Sorting option using TSP by Metric CIE94 by ZubchickTwo participants used the annealing method. This method is a consistent solution optimization. First, we take some arbitrary decision and then try to gradually improve it. At each step, we choose some simple transformation of the previous solution. For example, rearrange a pair of random colors or neighboring colors, or flip a segment of flowers, or put it in another place. After such a permutation, the quality of the previous and next solutions is compared in terms of the quality of the decisions.


Several options for sorting by annealing method from AOrazaevIf this were not an annealing method, but a gradient descent method, he would always move from a solution with a lower quality to a solution with a better quality. But such a method leads to local optima when it is impossible to improve the solution by some simple transformation, but if everything is radically changed, one can come to a better result. Therefore, the annealing method sometimes worsens the solution. Due to this, it is possible to get rid of local optima in the search for a global optimum. The solutions were not bad, but not good enough near.
Two of our other colleagues used genetic algorithms and either did not get a good result or used an unsuccessful quality function. Apart from the
XtremAlRaven version, where the independently received TSP solution was taken as a starting point, but which could not be significantly improved.
An attempt to improve the modified TSP in the CIE1994 metric from XtremAlRaven with a genetic algorithmSo far, I have said that the result can only be obtained algorithmically, but in addition to choosing a specific algorithm, some manual intervention was possible.

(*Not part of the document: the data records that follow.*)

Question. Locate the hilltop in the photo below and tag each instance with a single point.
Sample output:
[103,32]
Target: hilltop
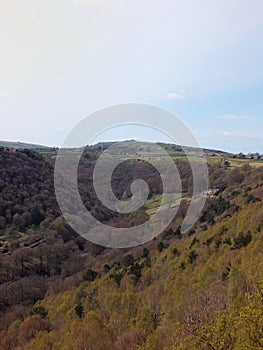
[199,290]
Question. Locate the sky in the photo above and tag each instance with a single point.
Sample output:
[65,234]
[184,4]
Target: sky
[61,60]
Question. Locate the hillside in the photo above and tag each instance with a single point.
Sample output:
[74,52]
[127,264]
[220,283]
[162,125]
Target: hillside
[201,290]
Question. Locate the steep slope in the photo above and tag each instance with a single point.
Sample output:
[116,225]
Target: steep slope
[202,290]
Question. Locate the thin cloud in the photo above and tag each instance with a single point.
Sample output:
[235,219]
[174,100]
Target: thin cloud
[247,136]
[177,95]
[88,2]
[3,94]
[235,117]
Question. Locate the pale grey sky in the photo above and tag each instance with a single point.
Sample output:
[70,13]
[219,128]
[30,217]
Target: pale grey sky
[63,59]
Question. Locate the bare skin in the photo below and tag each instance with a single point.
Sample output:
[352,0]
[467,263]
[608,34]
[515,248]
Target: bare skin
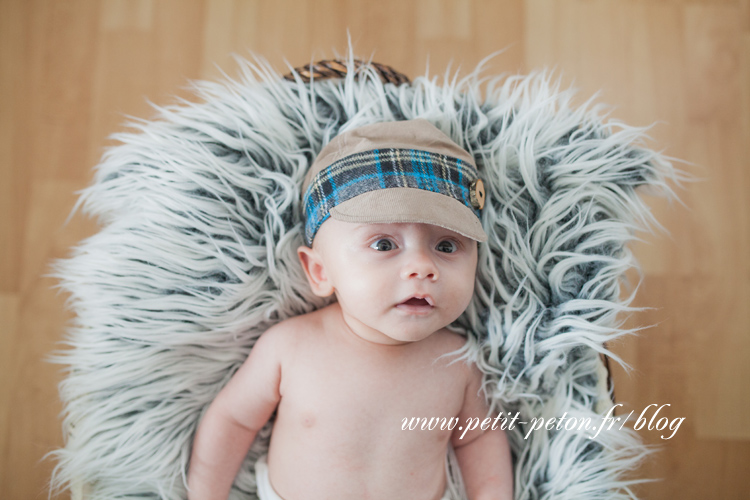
[343,378]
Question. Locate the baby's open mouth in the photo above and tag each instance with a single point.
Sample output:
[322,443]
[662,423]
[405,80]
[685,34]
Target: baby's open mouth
[416,302]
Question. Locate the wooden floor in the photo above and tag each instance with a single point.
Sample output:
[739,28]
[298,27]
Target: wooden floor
[71,70]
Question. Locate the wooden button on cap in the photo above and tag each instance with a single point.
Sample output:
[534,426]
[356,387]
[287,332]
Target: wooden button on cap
[476,194]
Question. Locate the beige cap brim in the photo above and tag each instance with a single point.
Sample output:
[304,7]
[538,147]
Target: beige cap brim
[411,205]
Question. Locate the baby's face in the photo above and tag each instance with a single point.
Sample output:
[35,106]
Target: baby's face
[395,283]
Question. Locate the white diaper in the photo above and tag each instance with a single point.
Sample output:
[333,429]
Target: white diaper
[266,491]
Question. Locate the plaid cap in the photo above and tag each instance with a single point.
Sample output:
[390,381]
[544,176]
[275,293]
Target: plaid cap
[385,180]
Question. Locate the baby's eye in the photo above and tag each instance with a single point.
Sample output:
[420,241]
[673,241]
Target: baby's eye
[447,246]
[383,245]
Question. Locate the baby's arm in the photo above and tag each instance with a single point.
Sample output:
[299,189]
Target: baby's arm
[483,456]
[233,419]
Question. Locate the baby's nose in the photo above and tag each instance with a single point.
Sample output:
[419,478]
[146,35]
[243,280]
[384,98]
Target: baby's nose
[421,266]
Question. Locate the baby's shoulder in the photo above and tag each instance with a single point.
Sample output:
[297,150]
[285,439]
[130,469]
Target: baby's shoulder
[292,330]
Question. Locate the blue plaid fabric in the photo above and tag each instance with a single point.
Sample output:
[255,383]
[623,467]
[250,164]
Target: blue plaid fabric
[382,169]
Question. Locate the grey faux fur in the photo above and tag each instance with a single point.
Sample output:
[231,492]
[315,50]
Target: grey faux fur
[200,215]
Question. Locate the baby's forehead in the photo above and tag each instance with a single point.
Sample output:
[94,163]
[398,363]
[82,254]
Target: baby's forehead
[358,230]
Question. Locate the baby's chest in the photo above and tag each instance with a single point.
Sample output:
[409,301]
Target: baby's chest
[351,393]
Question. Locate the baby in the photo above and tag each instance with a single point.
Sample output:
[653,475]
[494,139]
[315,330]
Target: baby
[392,225]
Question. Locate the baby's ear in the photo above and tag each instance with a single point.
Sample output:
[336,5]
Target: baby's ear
[315,272]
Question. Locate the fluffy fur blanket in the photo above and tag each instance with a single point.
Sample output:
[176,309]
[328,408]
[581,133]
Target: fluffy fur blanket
[200,214]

First, some participants tried to group the colors around several selected points (say, around black, red, green) and optimize all zones separately, and then glue them together.
I tried to place the colors by hand-selected groups (so that similar saturated colors do not mix with each other), find the boundary colors so that they smoothly merge into each other, and sort each group between the boundary colors. This method allows you to find a solution that looks better from afar, because it turns out less than the same color spots in different places, but in the witcher, when only 5 colors are shown, it looks a little worse.
In fact, the task seemed difficult, because before the competition was announced, the sorcerer’s developers had a question of how well to arrange the colors for a month and a half. In the end, they themselves found a good solution, comparable in quality to those who later participated in the competition. In addition, if you do not know in advance some elements of color theory, it is difficult to understand how to solve this problem well. My decision was ready on the third day of the competition, most others in the first week.
Total sortHere the difficulty arose in the team that dealt with the sorcerer - they had to choose one of almost forty.